Mr Major goes to Spain determined to impersonate Margaret Thatcher. A European single currency in 1999 is not only bad for me, he will tell the gathering, it is bad for all of you. And, what is more, the Conservative Party cannot accept the changes prescribed by the rest of you - more majority voting in Brussels, stronger foreign and security policy - to help the EU to embrace the former Soviet satellites to the east.

Mr Major may be right about European Monetary Union for the wrong reasons. About the rest of the Madrid agenda, he is not so right.

EMU first. What a tangle of half-truths, mis-statements and crushing ironies the debate about the single currency has become. On the one hand, we have the startling sight of Tory right-wingers cheering on the French trades unions in their battle against public-spending cuts and welfare reforms. Why? Because they see that the Juppe government is pursuing its Thatcherite agenda for European reasons: the need to squeeze the French economy into the debt and inflation rules for membership of the EMU club within two years.

On the other hand, we have pro-European progressives, social marketeers - from Labour Euro MPs to the 1968 rabble rouser Daniel Cohn Bendit - supporting the drive to a single currency over the heads of the French (and now Belgian) demonstrators. This is very odd. The harsh EMU timetable will force many EU countries to hobble the welfare policies that have been the basis of their post-war social consensus. There may be arguments - and not just Thatcherite arguments - for boiling down the bloated public budgets of France, Belgium, Austria, Italy and so on. But in just two years? In the name of a single European currency, which already has little public support? And at a time when there are already German alarm bells tolling of European recession on the way?

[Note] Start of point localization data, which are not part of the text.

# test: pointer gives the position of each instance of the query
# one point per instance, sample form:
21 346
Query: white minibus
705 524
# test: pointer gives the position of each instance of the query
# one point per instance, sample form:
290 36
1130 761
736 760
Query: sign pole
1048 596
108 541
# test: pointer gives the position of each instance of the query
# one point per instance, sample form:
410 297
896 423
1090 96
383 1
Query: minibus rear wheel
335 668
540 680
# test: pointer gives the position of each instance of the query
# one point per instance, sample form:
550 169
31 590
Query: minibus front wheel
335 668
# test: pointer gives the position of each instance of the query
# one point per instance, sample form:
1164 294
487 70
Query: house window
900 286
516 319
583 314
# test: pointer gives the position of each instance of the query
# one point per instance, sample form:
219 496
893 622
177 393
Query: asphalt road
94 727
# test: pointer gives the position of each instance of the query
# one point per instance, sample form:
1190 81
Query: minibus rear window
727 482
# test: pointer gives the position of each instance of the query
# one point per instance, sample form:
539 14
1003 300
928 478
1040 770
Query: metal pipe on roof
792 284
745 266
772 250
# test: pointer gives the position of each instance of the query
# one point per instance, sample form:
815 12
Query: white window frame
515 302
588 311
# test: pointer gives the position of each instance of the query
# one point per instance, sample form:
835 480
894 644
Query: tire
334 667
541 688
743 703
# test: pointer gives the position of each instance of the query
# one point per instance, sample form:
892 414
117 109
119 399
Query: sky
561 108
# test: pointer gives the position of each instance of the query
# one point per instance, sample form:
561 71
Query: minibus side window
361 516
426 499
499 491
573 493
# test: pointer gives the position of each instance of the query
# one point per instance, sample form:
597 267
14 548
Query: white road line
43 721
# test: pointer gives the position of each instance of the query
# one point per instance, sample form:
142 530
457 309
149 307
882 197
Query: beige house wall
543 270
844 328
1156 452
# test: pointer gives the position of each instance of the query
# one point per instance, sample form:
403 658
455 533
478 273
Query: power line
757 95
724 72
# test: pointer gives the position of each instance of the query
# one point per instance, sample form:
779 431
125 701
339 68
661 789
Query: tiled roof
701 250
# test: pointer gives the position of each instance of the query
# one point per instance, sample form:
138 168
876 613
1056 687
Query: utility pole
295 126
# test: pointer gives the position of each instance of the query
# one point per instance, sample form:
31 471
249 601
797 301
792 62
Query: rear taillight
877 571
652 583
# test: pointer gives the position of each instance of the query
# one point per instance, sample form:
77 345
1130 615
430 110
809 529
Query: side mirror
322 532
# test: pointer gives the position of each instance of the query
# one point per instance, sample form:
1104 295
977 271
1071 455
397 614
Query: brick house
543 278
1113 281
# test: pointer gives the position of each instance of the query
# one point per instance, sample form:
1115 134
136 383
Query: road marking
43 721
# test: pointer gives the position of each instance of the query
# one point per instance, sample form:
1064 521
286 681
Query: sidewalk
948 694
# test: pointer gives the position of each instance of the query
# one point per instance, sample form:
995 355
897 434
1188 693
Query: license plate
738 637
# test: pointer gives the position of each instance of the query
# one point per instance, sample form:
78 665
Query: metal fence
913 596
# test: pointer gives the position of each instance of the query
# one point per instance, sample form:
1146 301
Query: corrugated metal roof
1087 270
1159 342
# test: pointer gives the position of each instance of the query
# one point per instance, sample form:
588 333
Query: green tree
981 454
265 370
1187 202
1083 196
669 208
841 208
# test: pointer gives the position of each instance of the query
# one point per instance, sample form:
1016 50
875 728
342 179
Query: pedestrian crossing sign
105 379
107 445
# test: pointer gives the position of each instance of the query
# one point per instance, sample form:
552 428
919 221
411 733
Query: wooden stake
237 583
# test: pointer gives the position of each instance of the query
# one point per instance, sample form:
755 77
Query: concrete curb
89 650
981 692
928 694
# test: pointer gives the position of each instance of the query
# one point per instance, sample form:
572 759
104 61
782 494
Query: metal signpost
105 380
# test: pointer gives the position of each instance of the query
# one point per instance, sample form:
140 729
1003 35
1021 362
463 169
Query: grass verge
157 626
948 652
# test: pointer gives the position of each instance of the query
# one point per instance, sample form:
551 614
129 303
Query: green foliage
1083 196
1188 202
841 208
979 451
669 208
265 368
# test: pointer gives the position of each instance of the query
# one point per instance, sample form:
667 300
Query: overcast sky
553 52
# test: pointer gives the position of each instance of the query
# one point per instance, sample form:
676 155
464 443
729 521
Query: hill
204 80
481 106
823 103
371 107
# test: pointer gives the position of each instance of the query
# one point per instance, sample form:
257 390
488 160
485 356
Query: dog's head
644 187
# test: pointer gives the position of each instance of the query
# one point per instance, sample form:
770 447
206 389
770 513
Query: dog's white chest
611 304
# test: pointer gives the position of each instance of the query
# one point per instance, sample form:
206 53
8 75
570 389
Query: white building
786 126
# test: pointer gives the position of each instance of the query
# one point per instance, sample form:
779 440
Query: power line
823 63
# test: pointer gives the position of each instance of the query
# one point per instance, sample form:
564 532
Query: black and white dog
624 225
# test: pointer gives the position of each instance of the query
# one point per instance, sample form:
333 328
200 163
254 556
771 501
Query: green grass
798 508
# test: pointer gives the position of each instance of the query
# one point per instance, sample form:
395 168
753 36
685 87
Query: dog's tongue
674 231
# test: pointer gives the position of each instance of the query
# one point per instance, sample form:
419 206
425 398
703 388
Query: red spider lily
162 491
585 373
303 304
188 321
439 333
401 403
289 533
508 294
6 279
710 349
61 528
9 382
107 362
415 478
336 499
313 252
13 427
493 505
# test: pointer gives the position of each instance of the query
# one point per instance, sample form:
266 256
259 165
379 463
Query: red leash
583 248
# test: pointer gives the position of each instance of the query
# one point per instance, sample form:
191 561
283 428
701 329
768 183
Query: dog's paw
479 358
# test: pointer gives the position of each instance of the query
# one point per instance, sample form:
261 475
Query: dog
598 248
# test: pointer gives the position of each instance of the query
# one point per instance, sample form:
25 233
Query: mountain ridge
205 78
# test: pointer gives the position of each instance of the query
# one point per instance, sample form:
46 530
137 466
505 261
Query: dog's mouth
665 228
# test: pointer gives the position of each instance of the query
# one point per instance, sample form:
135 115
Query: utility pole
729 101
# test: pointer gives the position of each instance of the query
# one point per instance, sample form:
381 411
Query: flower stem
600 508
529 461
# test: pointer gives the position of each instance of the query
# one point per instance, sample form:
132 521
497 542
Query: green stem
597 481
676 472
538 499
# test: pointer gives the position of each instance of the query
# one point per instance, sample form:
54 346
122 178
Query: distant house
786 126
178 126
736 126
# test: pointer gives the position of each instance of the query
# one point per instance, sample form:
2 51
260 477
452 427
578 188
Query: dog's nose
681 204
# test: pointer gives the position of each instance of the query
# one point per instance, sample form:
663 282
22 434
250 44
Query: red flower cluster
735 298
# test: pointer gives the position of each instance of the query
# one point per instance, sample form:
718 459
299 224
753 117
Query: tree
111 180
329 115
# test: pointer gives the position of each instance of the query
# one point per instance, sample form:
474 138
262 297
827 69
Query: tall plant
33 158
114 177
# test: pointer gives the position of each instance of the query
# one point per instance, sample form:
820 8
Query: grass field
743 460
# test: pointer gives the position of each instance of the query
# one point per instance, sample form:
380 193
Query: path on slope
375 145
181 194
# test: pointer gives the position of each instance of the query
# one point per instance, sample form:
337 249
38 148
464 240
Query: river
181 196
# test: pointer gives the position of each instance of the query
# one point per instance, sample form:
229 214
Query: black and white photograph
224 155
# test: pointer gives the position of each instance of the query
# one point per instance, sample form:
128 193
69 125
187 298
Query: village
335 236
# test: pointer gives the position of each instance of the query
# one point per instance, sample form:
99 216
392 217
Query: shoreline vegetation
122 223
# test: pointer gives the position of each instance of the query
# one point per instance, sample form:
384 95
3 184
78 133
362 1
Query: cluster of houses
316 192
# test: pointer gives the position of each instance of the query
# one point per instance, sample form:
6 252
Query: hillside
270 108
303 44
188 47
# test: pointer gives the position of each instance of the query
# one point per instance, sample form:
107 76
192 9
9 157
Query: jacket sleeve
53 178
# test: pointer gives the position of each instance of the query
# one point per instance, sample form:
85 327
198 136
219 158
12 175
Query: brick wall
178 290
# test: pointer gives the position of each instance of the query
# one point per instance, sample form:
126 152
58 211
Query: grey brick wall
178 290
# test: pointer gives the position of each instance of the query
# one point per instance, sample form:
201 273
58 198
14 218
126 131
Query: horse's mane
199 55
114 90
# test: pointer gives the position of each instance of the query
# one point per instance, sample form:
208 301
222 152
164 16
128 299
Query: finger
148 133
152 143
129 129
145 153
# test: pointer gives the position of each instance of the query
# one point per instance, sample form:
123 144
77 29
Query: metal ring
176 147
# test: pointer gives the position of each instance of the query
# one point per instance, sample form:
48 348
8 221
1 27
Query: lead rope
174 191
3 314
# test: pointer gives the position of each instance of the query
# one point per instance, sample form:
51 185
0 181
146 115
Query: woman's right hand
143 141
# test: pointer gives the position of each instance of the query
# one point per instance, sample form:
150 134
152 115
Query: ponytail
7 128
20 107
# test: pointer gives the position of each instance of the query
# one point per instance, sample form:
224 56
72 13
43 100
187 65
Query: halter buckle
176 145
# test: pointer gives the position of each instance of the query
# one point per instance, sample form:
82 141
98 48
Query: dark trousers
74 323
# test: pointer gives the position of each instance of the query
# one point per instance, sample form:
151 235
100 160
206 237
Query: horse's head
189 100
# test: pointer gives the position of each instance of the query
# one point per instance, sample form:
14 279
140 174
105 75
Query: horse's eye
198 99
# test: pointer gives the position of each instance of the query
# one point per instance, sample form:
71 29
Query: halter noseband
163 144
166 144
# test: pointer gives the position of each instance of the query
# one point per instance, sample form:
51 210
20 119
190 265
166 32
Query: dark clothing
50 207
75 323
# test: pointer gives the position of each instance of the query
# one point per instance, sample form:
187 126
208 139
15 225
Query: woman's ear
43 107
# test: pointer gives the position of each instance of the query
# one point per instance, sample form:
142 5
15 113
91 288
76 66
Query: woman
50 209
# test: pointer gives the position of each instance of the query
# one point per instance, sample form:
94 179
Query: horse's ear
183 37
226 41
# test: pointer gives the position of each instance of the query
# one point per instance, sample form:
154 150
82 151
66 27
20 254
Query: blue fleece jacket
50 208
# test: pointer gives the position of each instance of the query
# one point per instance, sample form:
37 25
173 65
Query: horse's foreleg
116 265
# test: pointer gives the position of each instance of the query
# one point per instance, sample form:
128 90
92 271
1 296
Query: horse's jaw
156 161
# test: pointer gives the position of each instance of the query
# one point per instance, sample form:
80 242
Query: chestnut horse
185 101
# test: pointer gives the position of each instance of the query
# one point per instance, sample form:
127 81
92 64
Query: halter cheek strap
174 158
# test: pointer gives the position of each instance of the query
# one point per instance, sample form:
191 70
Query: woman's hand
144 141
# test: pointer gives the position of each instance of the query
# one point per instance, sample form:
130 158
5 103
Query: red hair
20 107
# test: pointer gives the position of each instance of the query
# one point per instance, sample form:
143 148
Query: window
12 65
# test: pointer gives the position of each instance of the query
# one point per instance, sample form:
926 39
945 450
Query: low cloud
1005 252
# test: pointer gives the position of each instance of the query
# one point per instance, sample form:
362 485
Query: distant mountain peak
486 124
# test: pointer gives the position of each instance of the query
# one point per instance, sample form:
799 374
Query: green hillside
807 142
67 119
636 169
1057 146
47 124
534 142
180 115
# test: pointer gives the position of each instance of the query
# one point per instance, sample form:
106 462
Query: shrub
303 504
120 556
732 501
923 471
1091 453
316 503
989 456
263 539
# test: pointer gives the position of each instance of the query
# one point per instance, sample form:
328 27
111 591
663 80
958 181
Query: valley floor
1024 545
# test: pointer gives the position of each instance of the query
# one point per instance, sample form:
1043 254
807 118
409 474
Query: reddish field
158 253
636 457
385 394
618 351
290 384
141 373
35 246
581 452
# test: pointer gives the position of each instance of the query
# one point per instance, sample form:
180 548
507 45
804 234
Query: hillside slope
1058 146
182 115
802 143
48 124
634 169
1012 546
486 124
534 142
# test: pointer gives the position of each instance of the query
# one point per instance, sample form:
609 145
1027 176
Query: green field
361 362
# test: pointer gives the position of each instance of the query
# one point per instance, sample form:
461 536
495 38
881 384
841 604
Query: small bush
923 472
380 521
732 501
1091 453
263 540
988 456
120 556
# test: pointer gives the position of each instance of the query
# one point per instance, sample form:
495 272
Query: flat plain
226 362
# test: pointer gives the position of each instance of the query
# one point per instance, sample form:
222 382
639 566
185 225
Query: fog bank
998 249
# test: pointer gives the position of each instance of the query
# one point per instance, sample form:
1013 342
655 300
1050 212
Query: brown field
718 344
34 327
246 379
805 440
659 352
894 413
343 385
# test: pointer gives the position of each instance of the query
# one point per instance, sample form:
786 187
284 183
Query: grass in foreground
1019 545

The other argument expected in Madrid - over the agenda for next year's rolling conference on wider EU reforms - presents quite a different case. The ideas delivered to the summit by senior officials - and the separate but similar proposals from France and Germany - are hardly revolutionary. More majority voting by EU governments in Brussels? This is just an extension of what is already happening; it needs to be pushed through to prevent an 18- or 20-member Union from seizing up. A stouter European foreign and security policy? This is more Euro-sensible than Euro-federal. Look at five criminally wasteful years in the Balkans. Honest argument about the scope and detail is possible, but not blanket insistence that nothing can be done to move EU foreign policy out of the talking shop.

The Prime Minister must not allow his hands to be hopelessly tied by his right wing. On EMU, he talks something close to sense. On the rest, he must avoid plunging Britain, once again, into pointless isolation.